Since she was first diagnosed 10 years ago she’s undergone extensive chemotherapy and radiotherapy, but has always remained positive, setting herself goals, such as Great Walks, which have given her a newfound love of tramping. Read more from Stuff

Can they bring the Tasmanian tiger back from the dead?

It sounds like an idea dreamed up by the creators of Jurassic Park, but researchers at the University of Melbourne plan to make it reality.

The marsupial has been extinct since 1936 (here’s some footage of the last known survivors), but scientists have been trying to resurrect it for a long time.

In 1999 palaeontologist Michael Archer tried to clone one of the animals from old specimens, but the project was dropped in 2005. Now, thanks to improvements in gene editing, it now seems possible.

The real breakthrough has been CRISPR – a sort of DNA cut-and-paste tool that allows scientists to recreate the genetic code of extinct species. The same technology is being used to try and bring back the woolly mammoth. Read more here

Hundreds of dolphins spotted after DOC plea

People have been keeping an eye out for endangered Hector’s and Māui dolphins over the summer, after DOC asked the public to report sightings of the cetaceans.

In all, 350 were reported around the country, and knowing when and where they were spotted has helped the department gain a better understanding of their behaviour, and how to protect them.

They were especially delighted to receive plenty of data from the top of the South Island, where not much is known about the species and their habits. Read more at RNZ

New Zealand’s largest private conservation project is…

Maungataniwha Native Forest, which borders Te Urewera and Whirinaki Forest in Hawke’s Bay. At more than 6000ha, it’s bigger than Shania Twain’s South Island high country stations.

It was bought by Tasti executive chairman Simon Hall, who has invested millions to turn it into an almost pest-free kiwi sanctuary.

Around 50 volunteers help with the project and maintain the hundreds of DOC traps located around the block.

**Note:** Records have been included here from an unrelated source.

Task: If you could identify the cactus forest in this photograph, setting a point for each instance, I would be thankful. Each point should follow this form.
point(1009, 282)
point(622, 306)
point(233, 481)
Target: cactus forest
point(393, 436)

Last season 54 kiwi chicks were released into the wild and this season they’re on target to release 100. Read more on Stuff

Mosque shooting survivor is walking a path of peace

Temel Atacocugu was shot nine times during the deadly attack in Christchurch three years ago. He’s since undergone extensive surgery, but now plans to walk the same route taken by the attacker on that fateful day.

Temel will make a 360km journey from Dunedin to Christchurch over two weeks, finishing on the third anniversary of the attack.

“Three years ago the terrorist did his journey for hate, but three years later, as a victim, I will do what he did, three years ago the journey, to turn to a peace journey,” he says.